There is a clear tendency for GPs to avoid out-of-hours work on the international level as well. English GP contracts now allow the option of no emergency duties in exchange for reduced remuneration. The results are clear enough: only 10 % of doctors have chosen to continue with out-of-hours work (13).
When it comes to other doctors taking on duties, there is a clear preponderance in the youngest age range of newly qualified doctors who are serving their compulsory district practice period. These doctors made up almost two thirds of the duty doctors in the smallest districts. Their practice period lasts only six months and this explains why the RGPs in those districts had three times the income from extra duties. There is also a noticeable group of other well-established doctors who take over many of the RGPs’ duties. These doctors had at least as much duty income as the RGPs.

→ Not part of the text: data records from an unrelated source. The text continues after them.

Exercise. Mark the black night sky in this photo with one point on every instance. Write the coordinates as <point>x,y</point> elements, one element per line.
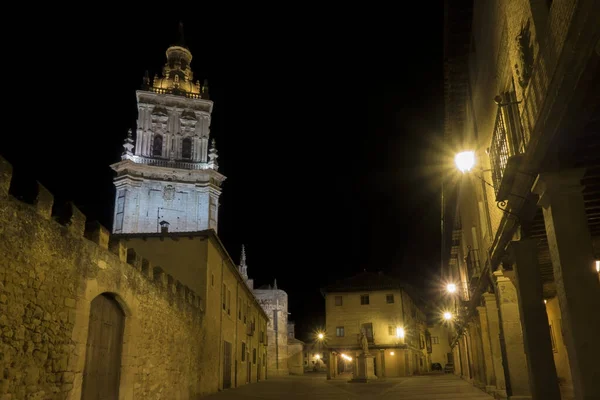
<point>325,124</point>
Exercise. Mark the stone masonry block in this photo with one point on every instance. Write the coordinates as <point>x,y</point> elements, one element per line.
<point>160,277</point>
<point>5,176</point>
<point>98,234</point>
<point>44,201</point>
<point>134,259</point>
<point>147,269</point>
<point>171,283</point>
<point>116,246</point>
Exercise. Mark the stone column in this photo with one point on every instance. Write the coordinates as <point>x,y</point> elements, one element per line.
<point>577,286</point>
<point>493,323</point>
<point>330,365</point>
<point>516,362</point>
<point>486,348</point>
<point>543,381</point>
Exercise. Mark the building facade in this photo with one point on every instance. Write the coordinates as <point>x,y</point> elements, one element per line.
<point>392,316</point>
<point>274,302</point>
<point>521,227</point>
<point>156,310</point>
<point>132,317</point>
<point>168,177</point>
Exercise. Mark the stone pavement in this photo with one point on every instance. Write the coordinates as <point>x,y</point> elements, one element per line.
<point>316,387</point>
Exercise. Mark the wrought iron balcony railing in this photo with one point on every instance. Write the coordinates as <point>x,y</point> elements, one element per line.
<point>174,91</point>
<point>473,264</point>
<point>161,162</point>
<point>507,147</point>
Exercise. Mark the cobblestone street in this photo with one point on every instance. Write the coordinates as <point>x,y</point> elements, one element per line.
<point>316,387</point>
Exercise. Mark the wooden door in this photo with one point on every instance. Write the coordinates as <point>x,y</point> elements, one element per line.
<point>102,369</point>
<point>226,365</point>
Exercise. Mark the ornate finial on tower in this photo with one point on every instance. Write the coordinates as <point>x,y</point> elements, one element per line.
<point>204,90</point>
<point>180,39</point>
<point>212,156</point>
<point>243,267</point>
<point>127,146</point>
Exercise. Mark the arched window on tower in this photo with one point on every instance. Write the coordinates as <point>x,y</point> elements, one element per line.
<point>186,148</point>
<point>157,146</point>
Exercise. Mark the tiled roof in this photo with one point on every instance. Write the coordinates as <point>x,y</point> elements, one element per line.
<point>364,281</point>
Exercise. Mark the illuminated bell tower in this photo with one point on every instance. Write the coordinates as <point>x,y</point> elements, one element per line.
<point>168,178</point>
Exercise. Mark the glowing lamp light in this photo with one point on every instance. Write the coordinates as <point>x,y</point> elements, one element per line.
<point>451,288</point>
<point>400,333</point>
<point>465,160</point>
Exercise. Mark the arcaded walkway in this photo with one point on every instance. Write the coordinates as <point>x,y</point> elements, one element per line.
<point>316,387</point>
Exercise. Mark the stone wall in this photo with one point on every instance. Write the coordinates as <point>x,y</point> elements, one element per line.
<point>49,274</point>
<point>295,357</point>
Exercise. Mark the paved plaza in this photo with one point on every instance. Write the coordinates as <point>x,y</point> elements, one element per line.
<point>316,387</point>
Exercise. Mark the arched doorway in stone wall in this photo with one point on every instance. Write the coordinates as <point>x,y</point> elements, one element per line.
<point>101,374</point>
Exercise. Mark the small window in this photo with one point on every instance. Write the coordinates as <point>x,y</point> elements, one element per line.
<point>364,299</point>
<point>229,302</point>
<point>186,148</point>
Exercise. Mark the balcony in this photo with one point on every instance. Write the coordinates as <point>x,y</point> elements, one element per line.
<point>507,148</point>
<point>173,91</point>
<point>473,264</point>
<point>161,162</point>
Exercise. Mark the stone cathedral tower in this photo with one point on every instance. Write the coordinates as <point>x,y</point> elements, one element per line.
<point>168,178</point>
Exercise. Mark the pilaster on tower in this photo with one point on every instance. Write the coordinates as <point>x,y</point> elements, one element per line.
<point>168,174</point>
<point>243,267</point>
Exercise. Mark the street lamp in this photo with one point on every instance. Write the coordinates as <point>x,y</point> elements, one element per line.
<point>451,288</point>
<point>400,333</point>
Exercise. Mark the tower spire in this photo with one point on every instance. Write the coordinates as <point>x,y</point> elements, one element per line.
<point>180,37</point>
<point>243,268</point>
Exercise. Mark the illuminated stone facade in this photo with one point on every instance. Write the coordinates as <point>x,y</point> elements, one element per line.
<point>392,315</point>
<point>275,304</point>
<point>168,178</point>
<point>185,323</point>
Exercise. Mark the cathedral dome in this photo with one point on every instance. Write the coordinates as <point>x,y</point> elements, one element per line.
<point>177,75</point>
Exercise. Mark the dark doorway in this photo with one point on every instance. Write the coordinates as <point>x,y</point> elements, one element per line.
<point>226,365</point>
<point>101,374</point>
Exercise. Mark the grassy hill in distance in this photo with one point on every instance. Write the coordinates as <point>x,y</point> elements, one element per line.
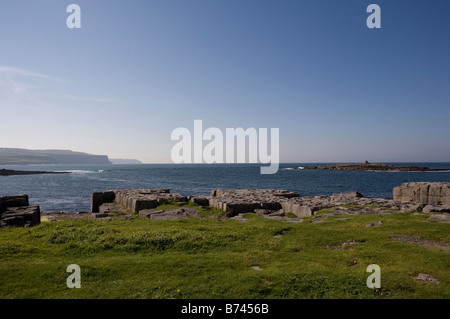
<point>18,156</point>
<point>124,161</point>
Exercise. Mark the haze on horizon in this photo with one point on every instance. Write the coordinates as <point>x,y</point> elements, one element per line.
<point>337,90</point>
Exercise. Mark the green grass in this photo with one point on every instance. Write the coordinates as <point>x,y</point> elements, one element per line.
<point>212,258</point>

Daytime workload seems to play an important role in an RGP’s decision whether or not to participate in out-of-hours duties. Long, full/overfull patient lists lead to RGPs opting out of the duty system. In this situation the extra duty income is no longer an incentive. The emergency duty income makes up only 3 - 4 % of the total reimbursement for doctors with many patients. In contrast to this, RGPs in the smallest districts get 50 % of their reimbursement from out-of-hours work. It should be taken into consideration here that doctors with a fixed salary are over represented in the smallest districts. They send their bills to the NI, but their income is higher than reimbursement received by the municipality (14).

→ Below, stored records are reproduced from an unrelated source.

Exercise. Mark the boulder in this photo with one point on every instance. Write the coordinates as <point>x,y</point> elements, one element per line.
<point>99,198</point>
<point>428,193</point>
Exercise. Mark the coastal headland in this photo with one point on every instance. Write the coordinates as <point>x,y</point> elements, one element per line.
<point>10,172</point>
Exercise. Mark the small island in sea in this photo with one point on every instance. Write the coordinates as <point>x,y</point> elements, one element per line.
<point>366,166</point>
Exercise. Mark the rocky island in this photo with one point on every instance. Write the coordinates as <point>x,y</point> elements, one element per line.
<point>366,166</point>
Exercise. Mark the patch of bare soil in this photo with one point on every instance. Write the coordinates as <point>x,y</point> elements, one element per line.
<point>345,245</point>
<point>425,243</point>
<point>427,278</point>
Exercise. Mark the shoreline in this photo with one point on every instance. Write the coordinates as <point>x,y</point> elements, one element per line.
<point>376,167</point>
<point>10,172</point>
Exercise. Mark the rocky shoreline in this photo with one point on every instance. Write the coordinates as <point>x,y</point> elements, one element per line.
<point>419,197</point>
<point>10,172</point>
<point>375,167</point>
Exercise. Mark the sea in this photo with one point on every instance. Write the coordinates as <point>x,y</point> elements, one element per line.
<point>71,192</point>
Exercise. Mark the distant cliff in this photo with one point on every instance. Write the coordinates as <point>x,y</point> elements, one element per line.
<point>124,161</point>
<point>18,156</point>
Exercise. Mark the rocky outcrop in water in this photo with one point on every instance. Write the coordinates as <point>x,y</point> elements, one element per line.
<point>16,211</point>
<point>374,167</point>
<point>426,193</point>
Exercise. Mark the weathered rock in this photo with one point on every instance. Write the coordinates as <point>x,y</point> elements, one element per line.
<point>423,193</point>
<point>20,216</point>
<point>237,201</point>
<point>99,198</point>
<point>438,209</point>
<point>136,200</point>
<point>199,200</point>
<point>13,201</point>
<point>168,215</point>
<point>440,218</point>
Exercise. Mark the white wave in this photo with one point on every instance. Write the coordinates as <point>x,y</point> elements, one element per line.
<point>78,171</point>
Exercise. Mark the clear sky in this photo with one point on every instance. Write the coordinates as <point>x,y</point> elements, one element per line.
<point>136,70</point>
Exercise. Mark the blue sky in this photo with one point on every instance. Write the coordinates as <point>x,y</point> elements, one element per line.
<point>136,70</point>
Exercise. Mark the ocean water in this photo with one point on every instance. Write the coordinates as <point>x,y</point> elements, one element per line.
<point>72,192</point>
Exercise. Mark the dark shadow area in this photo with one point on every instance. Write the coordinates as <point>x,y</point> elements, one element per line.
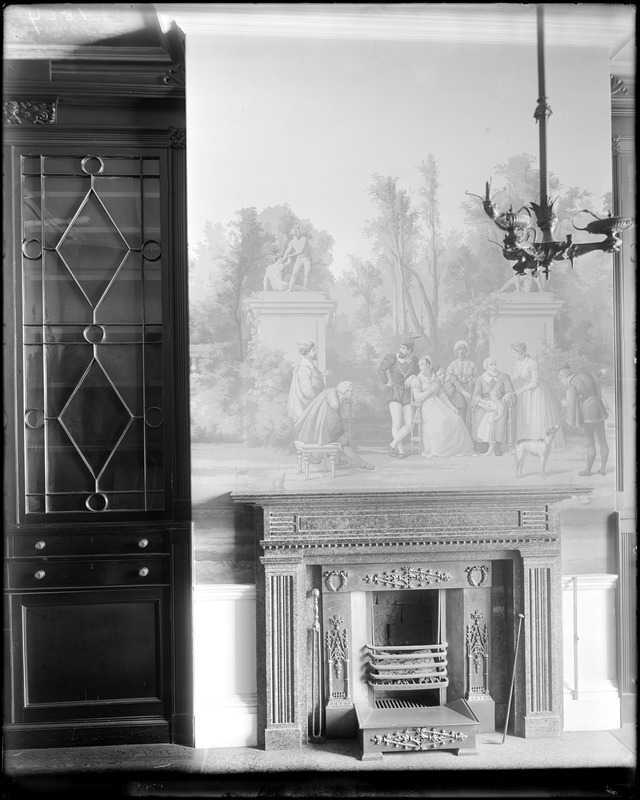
<point>596,783</point>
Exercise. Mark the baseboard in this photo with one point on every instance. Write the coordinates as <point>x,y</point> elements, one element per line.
<point>85,733</point>
<point>231,722</point>
<point>592,711</point>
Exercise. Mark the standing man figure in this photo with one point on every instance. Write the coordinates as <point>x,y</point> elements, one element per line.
<point>298,252</point>
<point>461,375</point>
<point>491,400</point>
<point>586,410</point>
<point>394,370</point>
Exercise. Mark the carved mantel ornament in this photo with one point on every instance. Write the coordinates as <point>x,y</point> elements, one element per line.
<point>29,112</point>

In districts with a good doctor/population ratio, the RGPs had twice as much remuneration from emergency duties. This comprised 29 % of their total NI reimbursement, as opposed to only 7 - 8 % in other municipalities. Only 13 % did not participate in out-of-hours work compared to about 40 % in other districts. Some of these differences can be attributed to the fact that the small outlying municipalities have a good GP density, but the regression analysis shows that GP density is an independent factor that is important in itself. The RGPs would probably participate more in duties if the GP density improved (15).

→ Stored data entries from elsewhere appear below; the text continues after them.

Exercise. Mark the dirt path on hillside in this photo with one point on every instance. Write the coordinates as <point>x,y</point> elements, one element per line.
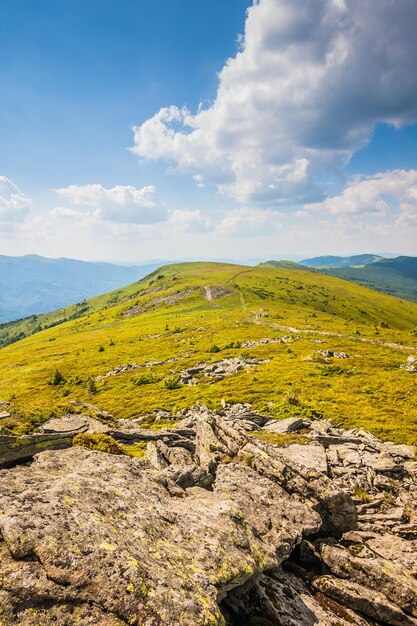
<point>209,297</point>
<point>326,333</point>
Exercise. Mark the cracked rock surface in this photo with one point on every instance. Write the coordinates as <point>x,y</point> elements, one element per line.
<point>213,527</point>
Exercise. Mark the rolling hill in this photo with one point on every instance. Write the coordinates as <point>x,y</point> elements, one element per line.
<point>396,276</point>
<point>292,342</point>
<point>341,261</point>
<point>32,284</point>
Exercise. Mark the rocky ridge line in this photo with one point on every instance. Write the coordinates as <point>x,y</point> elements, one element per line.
<point>214,526</point>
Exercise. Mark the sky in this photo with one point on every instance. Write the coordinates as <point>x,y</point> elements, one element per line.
<point>133,130</point>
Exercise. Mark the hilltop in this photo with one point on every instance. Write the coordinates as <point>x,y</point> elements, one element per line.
<point>396,276</point>
<point>200,332</point>
<point>32,284</point>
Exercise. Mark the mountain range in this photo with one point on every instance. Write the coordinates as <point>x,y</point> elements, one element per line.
<point>33,284</point>
<point>395,276</point>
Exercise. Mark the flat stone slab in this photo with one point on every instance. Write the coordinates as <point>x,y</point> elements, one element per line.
<point>289,425</point>
<point>74,423</point>
<point>309,456</point>
<point>15,449</point>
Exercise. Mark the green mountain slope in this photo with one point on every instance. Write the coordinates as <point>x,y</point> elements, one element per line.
<point>182,315</point>
<point>33,284</point>
<point>284,263</point>
<point>397,277</point>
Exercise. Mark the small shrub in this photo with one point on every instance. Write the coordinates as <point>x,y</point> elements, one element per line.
<point>99,442</point>
<point>172,382</point>
<point>332,370</point>
<point>57,378</point>
<point>362,495</point>
<point>146,378</point>
<point>233,344</point>
<point>92,387</point>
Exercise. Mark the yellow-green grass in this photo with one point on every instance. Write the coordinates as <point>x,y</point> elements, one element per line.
<point>368,390</point>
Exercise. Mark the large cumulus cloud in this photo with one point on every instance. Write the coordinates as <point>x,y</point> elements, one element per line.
<point>310,81</point>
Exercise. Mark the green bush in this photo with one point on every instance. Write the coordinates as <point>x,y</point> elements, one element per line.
<point>172,382</point>
<point>99,442</point>
<point>213,349</point>
<point>57,378</point>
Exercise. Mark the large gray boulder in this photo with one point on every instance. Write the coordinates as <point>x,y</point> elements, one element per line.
<point>86,529</point>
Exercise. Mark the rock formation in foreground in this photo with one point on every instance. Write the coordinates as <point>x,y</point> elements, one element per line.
<point>214,526</point>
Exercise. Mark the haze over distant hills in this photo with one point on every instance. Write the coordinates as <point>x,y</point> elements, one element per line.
<point>396,276</point>
<point>33,284</point>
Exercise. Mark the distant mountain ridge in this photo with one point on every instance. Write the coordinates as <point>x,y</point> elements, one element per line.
<point>32,284</point>
<point>341,261</point>
<point>394,276</point>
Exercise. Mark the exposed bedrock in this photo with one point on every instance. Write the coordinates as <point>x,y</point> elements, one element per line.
<point>213,526</point>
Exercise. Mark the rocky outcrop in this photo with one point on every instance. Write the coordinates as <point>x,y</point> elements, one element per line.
<point>219,369</point>
<point>216,525</point>
<point>55,434</point>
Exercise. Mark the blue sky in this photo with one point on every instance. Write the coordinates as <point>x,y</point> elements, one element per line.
<point>183,129</point>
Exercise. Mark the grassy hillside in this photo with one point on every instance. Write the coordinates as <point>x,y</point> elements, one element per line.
<point>397,277</point>
<point>184,314</point>
<point>283,264</point>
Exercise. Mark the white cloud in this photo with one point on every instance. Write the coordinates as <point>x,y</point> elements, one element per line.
<point>311,79</point>
<point>190,221</point>
<point>123,203</point>
<point>382,194</point>
<point>14,205</point>
<point>249,222</point>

Emergency work can often be perceived as stressful and dangerous (6 - 8). An important measure for increasing RGP participation is to ensure that working conditions are perceived as well organized and safe. Several studies in Great Britain show that larger out-of-hours cooperatives reduce the stress on individual doctors (16 - 19). Due to geographical differences these experiences may not be relevant for Norway. It is reasonable to believe that intermunicipal cooperatives with a permanent staff may have a similar effect (20, 21), but there is clearly a need for more Norwegian research in this important field.